QUATRIME SECTION
DÉCISION
SUR LA RECEVABILITÉ
de la requête n° 41834/98
présentée par M. T.
contre l’Italie
La Cour européenne des Droits de l’Homme (quatrième section), siégeant en chambre du conseil le 25 mai 1999 en présence de
M.M. Pellonpää, président,
M.B. Conforti,
M.G. Ress,
M.A. Pastor Ridruejo,
M.L. Caflisch,
M.J. Makarczyk,
MmeN. Vajić, juges,
et deM.V. Berger, greffier de section ;
Vu l’article 34 de la Convention de sauvegarde des Droits de l’Homme et des Libertés fondamentales ;
Vu la requête introduite le 13 octobre 1997 par la requérante contre l’Italie et enregistrée le 22 juin 1998 sous le numéro de dossier 41834/98 ;
Vu la décision de la Commission européenne des Droits de l’Homme du 8 juillet 1998 de porter la requête à la connaissance du gouvernement défendeur ;
Vu le rapport prévu à l’article 49 du règlement de la Cour ;
Vu les observations présentées par le gouvernement défendeur et les observations en réponse présentées par la requérante ;
Après avoir délibéré,
Rend la décision suivante :
EN FAIT
La requérante est une ressortissante italienne, née en 1922 et résidant à Rende (Cosenza). Elle est représentée devant la Cour par Me Palma Covelli, avocate à Rende (Cosenza).

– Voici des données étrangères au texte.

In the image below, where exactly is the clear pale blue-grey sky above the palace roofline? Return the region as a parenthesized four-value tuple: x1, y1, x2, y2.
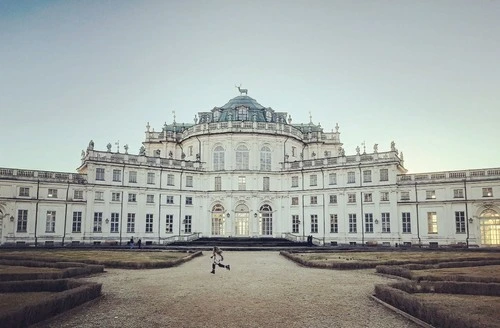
(0, 0, 500, 173)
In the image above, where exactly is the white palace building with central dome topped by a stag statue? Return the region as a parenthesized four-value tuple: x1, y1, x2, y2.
(0, 90, 500, 246)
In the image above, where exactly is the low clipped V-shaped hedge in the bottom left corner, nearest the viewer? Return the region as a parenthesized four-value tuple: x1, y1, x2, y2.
(0, 279, 102, 328)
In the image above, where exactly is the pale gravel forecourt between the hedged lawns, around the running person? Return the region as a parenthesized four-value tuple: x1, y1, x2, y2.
(34, 252, 418, 328)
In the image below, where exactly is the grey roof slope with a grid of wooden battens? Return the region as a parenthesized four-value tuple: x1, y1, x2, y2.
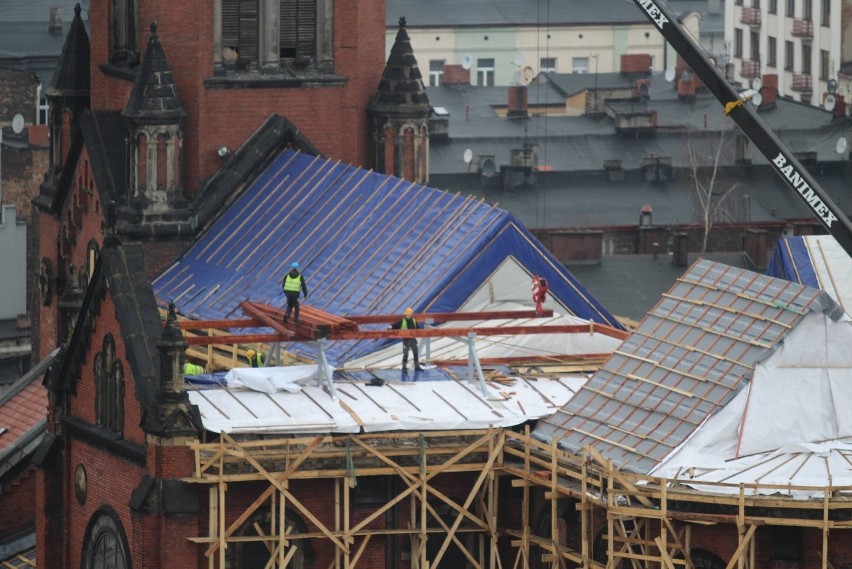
(534, 260, 842, 473)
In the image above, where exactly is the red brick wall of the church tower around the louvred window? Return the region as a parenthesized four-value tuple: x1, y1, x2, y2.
(89, 0, 385, 195)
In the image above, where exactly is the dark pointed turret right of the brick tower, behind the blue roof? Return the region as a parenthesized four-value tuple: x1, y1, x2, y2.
(367, 17, 432, 184)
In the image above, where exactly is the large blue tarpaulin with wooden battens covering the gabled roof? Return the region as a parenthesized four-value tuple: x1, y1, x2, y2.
(154, 150, 621, 364)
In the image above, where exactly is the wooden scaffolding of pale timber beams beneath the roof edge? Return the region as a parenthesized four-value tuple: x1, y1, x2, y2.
(187, 429, 852, 569)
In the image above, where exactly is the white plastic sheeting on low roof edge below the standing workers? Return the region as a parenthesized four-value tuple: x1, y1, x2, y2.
(188, 366, 586, 434)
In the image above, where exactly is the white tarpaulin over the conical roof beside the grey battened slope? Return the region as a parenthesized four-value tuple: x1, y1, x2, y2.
(652, 312, 852, 498)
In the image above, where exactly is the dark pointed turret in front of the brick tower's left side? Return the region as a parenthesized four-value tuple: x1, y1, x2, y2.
(121, 22, 186, 218)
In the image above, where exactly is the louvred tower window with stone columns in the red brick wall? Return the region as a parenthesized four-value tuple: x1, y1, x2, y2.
(214, 0, 333, 73)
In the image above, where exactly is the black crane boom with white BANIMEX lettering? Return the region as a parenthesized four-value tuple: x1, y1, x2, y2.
(633, 0, 852, 256)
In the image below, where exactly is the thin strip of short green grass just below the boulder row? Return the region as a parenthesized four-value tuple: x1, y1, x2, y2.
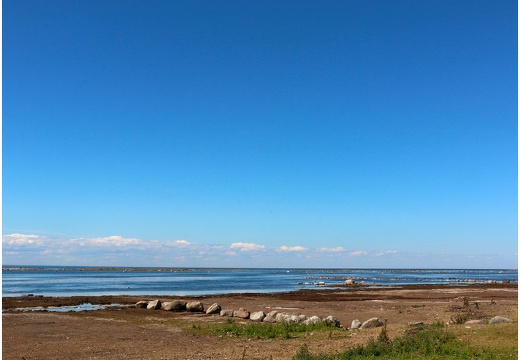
(192, 320, 344, 339)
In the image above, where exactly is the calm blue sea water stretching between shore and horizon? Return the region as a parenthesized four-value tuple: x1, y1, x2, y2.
(2, 266, 518, 296)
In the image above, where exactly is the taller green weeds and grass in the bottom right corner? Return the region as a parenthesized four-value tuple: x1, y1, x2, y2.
(293, 323, 517, 360)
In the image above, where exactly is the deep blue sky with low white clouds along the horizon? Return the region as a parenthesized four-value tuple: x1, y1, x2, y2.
(2, 0, 518, 268)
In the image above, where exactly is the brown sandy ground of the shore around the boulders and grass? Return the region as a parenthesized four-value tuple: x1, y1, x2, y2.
(2, 284, 518, 360)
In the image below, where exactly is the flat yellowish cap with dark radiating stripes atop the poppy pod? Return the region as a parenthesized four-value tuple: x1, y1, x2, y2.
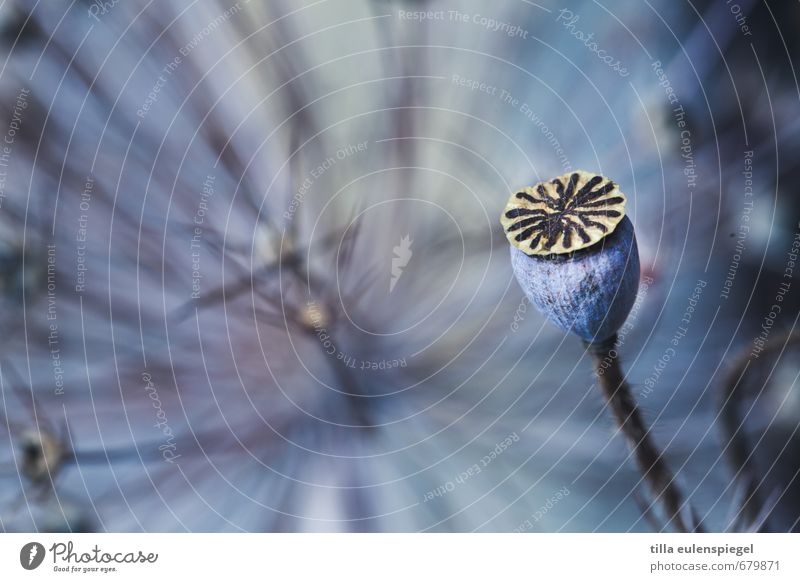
(500, 170, 625, 255)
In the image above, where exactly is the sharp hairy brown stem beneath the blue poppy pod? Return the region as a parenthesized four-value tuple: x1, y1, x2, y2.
(587, 336, 700, 532)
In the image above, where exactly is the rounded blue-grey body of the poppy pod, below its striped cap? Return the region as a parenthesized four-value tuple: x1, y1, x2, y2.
(511, 217, 639, 342)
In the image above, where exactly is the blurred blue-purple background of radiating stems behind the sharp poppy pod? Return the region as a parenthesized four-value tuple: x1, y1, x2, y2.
(0, 0, 800, 532)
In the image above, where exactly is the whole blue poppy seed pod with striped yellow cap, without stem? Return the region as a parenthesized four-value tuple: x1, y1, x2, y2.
(501, 171, 639, 343)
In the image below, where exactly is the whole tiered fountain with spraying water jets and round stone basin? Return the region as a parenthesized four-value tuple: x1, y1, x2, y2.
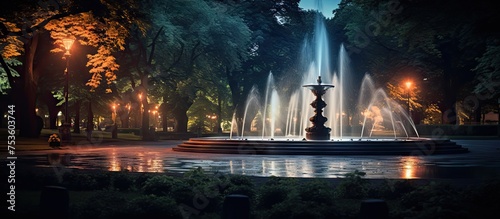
(173, 6, 468, 155)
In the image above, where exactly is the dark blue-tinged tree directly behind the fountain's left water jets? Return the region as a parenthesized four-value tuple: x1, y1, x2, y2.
(225, 0, 302, 125)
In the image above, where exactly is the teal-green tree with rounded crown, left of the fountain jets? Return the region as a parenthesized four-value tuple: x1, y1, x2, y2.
(147, 0, 250, 132)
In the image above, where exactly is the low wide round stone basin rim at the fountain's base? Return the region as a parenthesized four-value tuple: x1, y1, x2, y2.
(173, 137, 469, 156)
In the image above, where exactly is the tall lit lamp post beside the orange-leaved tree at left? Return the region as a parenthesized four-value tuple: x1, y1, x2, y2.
(61, 38, 75, 142)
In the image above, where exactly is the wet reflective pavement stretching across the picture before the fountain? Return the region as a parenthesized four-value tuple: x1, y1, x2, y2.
(10, 140, 500, 179)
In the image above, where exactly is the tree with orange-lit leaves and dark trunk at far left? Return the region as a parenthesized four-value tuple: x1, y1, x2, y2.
(0, 0, 145, 137)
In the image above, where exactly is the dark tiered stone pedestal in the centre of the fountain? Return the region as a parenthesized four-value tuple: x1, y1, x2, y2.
(303, 76, 334, 140)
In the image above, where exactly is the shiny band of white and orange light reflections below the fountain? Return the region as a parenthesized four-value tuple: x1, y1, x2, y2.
(37, 151, 426, 179)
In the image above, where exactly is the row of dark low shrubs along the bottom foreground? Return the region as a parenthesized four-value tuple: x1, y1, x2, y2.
(14, 168, 500, 218)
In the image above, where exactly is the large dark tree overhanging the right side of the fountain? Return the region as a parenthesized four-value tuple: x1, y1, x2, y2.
(335, 0, 499, 124)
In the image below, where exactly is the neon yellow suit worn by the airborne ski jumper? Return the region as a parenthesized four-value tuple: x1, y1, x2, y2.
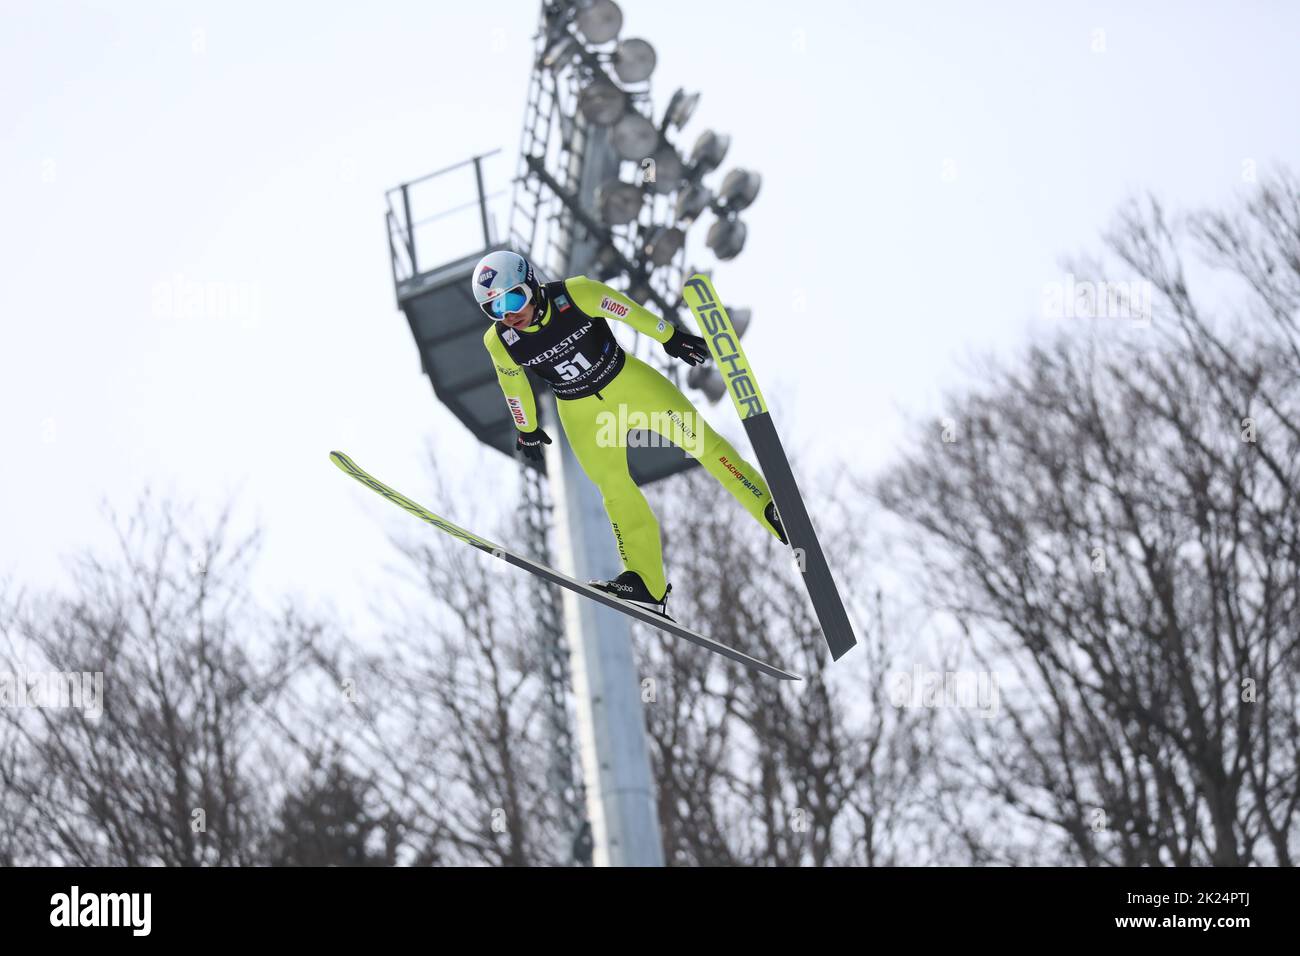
(484, 276, 780, 597)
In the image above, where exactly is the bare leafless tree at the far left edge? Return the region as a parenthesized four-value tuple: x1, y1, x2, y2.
(0, 496, 325, 865)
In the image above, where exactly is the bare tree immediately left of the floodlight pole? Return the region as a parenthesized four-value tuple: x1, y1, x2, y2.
(299, 467, 573, 866)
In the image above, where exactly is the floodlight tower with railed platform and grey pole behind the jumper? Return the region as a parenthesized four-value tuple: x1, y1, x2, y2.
(387, 0, 761, 866)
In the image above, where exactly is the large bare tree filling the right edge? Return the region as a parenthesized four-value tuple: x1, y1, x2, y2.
(876, 170, 1300, 865)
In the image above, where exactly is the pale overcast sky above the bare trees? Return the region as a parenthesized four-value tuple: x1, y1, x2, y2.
(0, 0, 1300, 624)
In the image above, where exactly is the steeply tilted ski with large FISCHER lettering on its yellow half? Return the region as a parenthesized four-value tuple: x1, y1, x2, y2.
(681, 274, 858, 661)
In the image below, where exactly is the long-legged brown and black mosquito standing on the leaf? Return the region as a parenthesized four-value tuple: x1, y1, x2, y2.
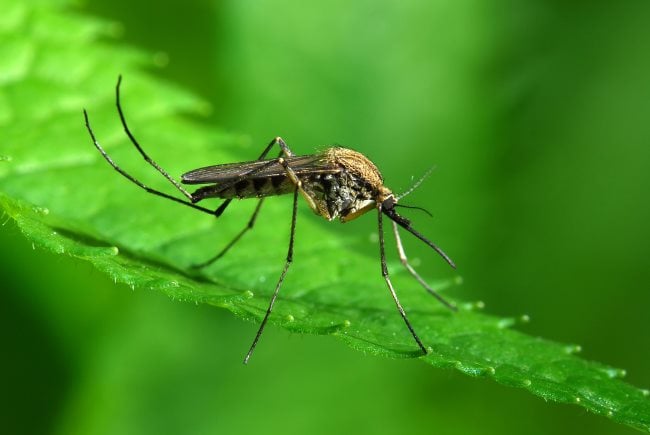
(83, 76, 456, 364)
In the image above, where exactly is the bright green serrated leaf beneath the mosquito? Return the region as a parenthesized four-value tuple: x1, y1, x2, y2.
(0, 1, 650, 430)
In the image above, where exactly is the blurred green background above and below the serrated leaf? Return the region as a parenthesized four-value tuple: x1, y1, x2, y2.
(0, 0, 650, 434)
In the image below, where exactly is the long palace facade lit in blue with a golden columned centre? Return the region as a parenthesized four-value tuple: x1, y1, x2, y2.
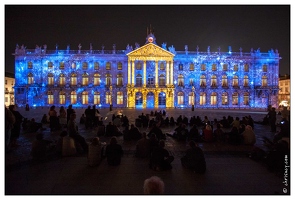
(13, 31, 281, 109)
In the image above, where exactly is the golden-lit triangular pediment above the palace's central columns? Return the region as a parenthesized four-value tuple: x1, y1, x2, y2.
(127, 43, 174, 58)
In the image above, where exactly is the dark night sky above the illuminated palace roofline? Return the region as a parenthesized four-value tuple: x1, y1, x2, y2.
(5, 5, 290, 75)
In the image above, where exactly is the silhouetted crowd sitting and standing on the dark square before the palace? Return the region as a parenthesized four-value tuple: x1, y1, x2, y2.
(5, 105, 290, 173)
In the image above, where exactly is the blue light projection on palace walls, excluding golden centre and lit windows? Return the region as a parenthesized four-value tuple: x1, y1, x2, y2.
(13, 41, 281, 108)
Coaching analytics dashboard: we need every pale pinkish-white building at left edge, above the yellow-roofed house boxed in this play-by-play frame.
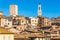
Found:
[0,17,12,27]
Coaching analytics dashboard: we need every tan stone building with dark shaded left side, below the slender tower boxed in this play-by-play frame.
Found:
[38,17,51,27]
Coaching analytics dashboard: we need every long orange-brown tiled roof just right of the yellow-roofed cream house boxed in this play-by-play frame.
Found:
[15,32,44,38]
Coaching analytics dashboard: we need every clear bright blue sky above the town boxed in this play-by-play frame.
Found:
[0,0,60,18]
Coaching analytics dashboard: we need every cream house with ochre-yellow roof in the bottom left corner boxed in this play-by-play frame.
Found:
[0,27,14,40]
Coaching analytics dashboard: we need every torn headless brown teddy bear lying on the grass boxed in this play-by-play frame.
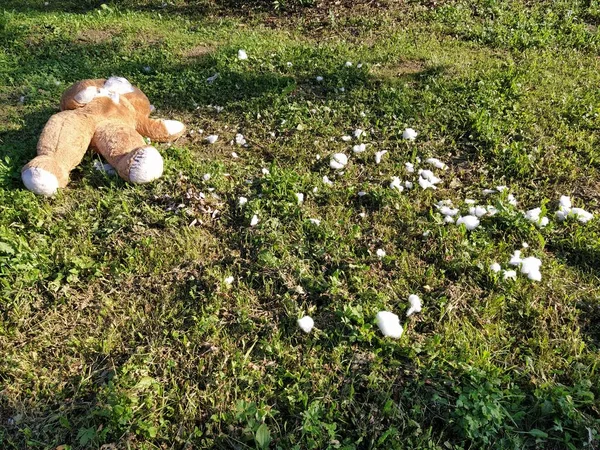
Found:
[21,77,185,196]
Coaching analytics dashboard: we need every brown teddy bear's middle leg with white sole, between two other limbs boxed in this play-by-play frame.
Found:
[92,123,163,183]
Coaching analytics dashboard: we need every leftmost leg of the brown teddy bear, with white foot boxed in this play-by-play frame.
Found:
[21,111,94,196]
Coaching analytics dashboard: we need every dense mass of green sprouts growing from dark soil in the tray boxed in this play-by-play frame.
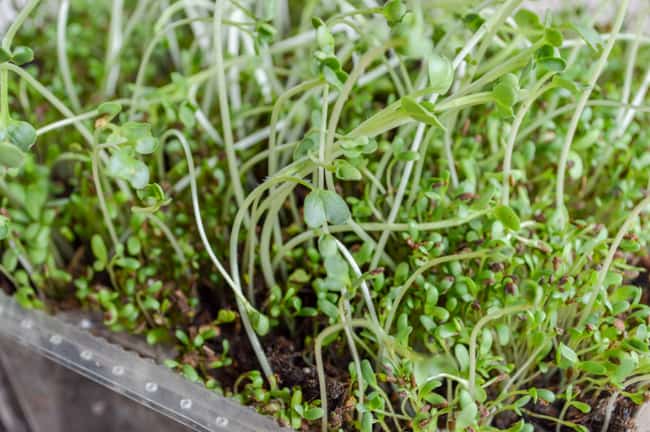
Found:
[0,0,650,432]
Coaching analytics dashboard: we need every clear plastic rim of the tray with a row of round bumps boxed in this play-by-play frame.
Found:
[0,292,281,432]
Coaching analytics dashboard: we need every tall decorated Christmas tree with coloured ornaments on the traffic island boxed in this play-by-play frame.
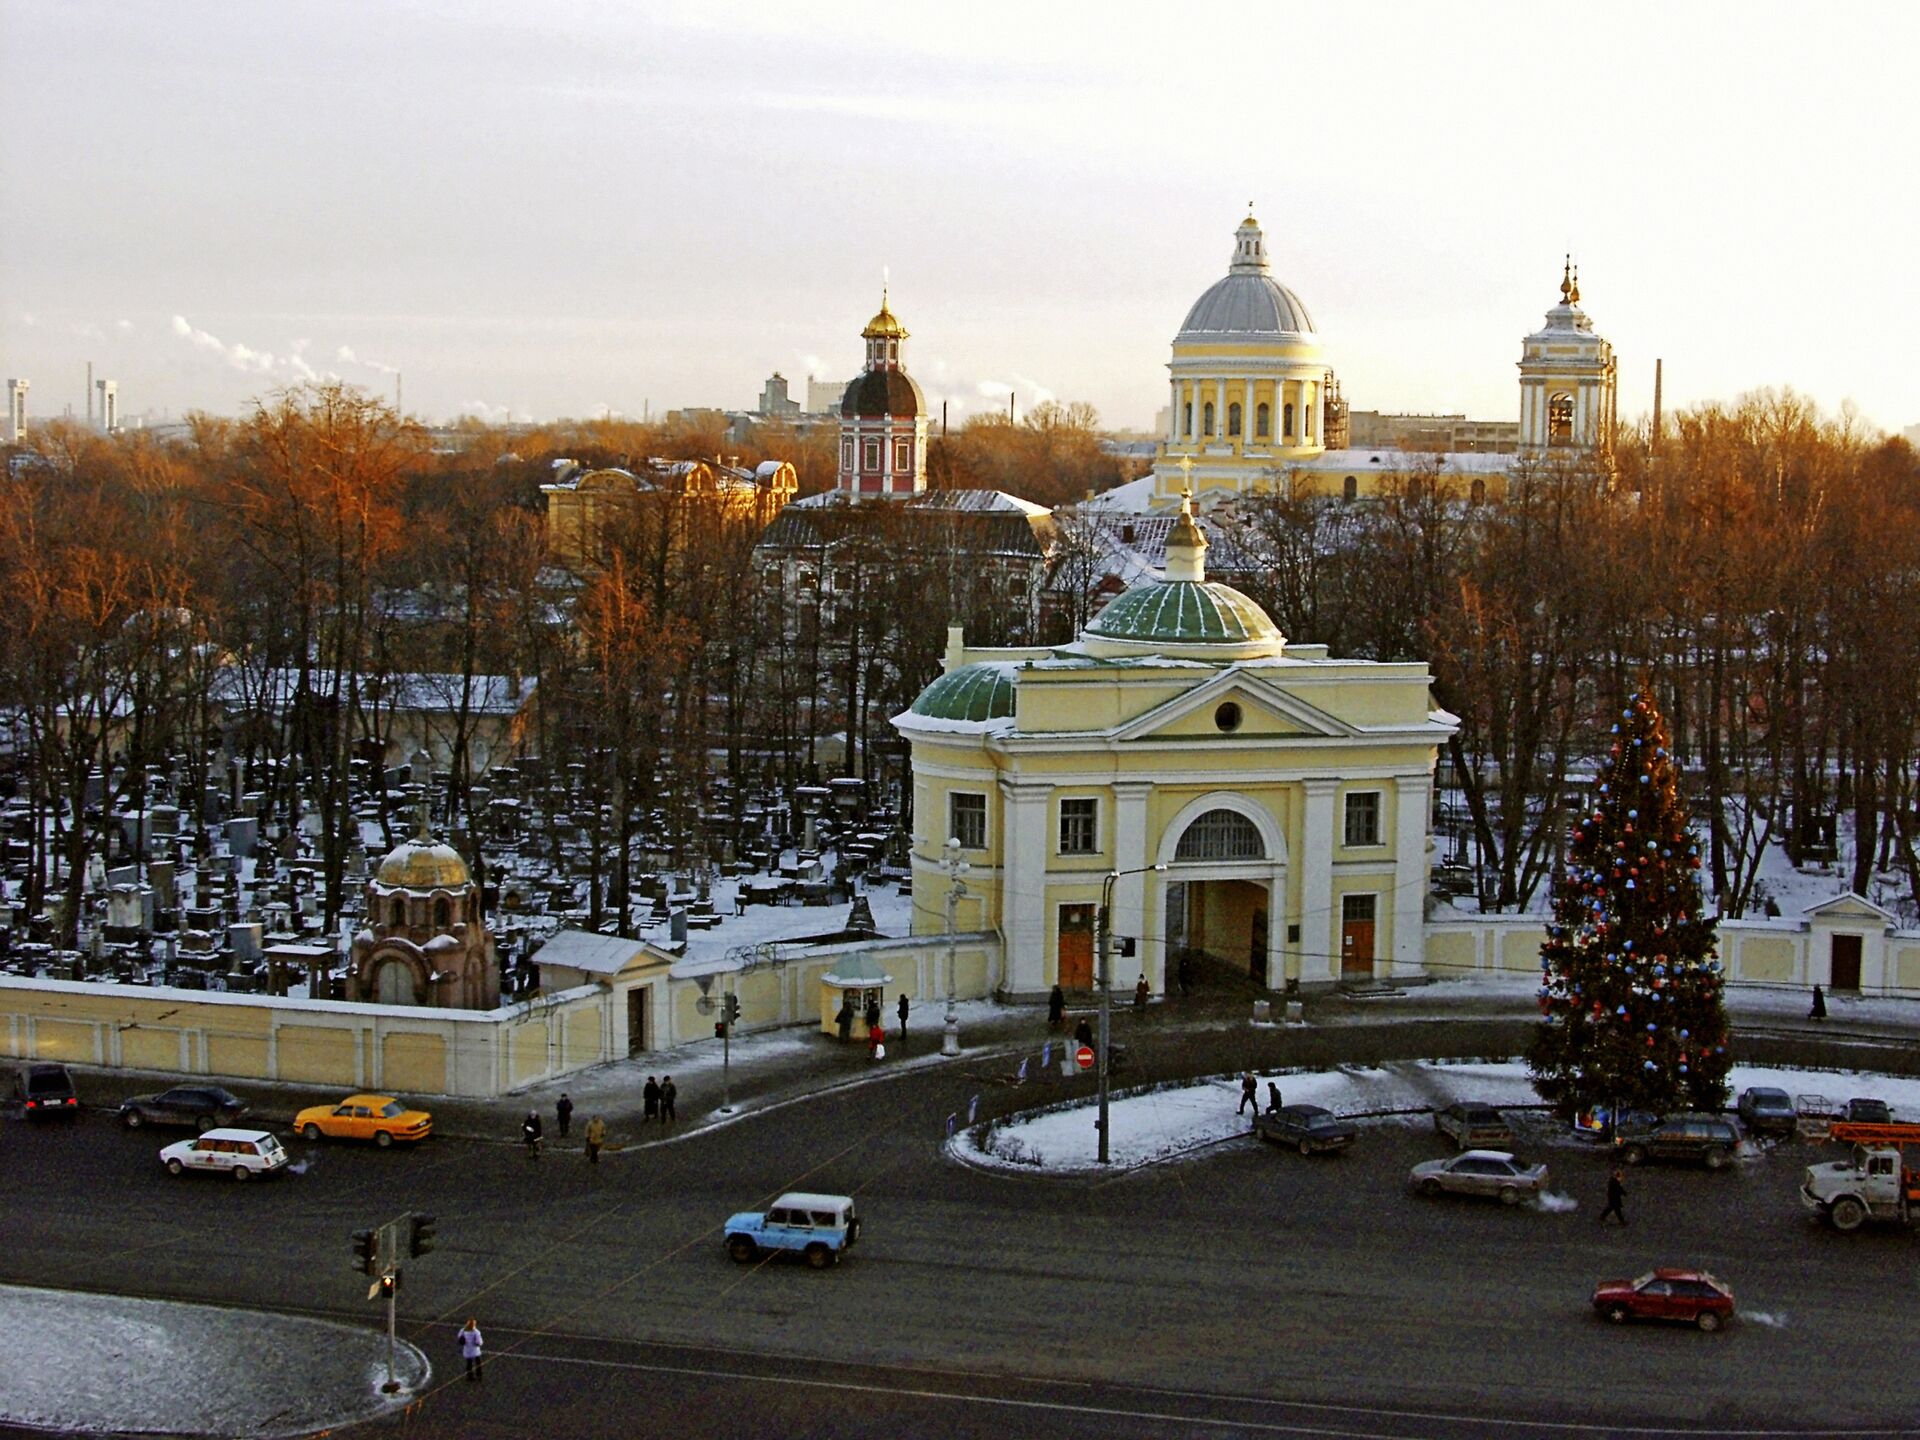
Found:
[1528,693,1732,1116]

Le 3 janvier 1990, la requérante présenta un recours devant la Cour des comptes afin d’obtenir l’annulation de la décision du ministère de l’Education nationale refusant la majoration du montant de sa pension.
Le recours fut enregistré le 12 mai 1990. Le 31 octobre 1991, le dossier fut transmis au ministère public pour instruction. Suite à la loi 19/1994 instituant des chambres régionales de la Cour des comptes, l’affaire fut transmise à la chambre régionale de Calabre de la Cour des comptes.
Le 20 janvier 1996, la requérante indiqua qu’elle souhaitait continuer la procédure devant cette juridiction. L’audience de mise en délibéré fut fixée au 14 novembre 1996. Par un arrêt du même jour, dont le texte fut déposé au greffe le 28 avril 1997, la chambre régionale rejeta le recours de la requérante.
EN DROIT
Le grief de la requérante porte sur la durée de la procédure litigieuse. Cette procédure a débuté le 3 janvier 1990 et s'est terminée le 28 avril 1997.
Selon la requérante, la durée de la procédure, qui est de plus de sept ans et trois mois, ne répond pas à l’exigence du « délai raisonnable » (article 6 § 1 de la Convention). Le Gouvernement s’oppose à cette thèse.
La Cour estime qu’à la lumière des critères qui se dégagent de sa jurisprudence en matière de « délai raisonnable » (complexité de l’affaire, comportement du requérant et des autorités compétentes), et compte tenu de l’ensemble des éléments en sa possession, ce grief doit faire l’objet d’un examen au fond.
Par ces motifs, la Cour, à l’unanimité,
DÉCLARE LA REQUÊTE RECEVABLE, tous moyens de fond réservés.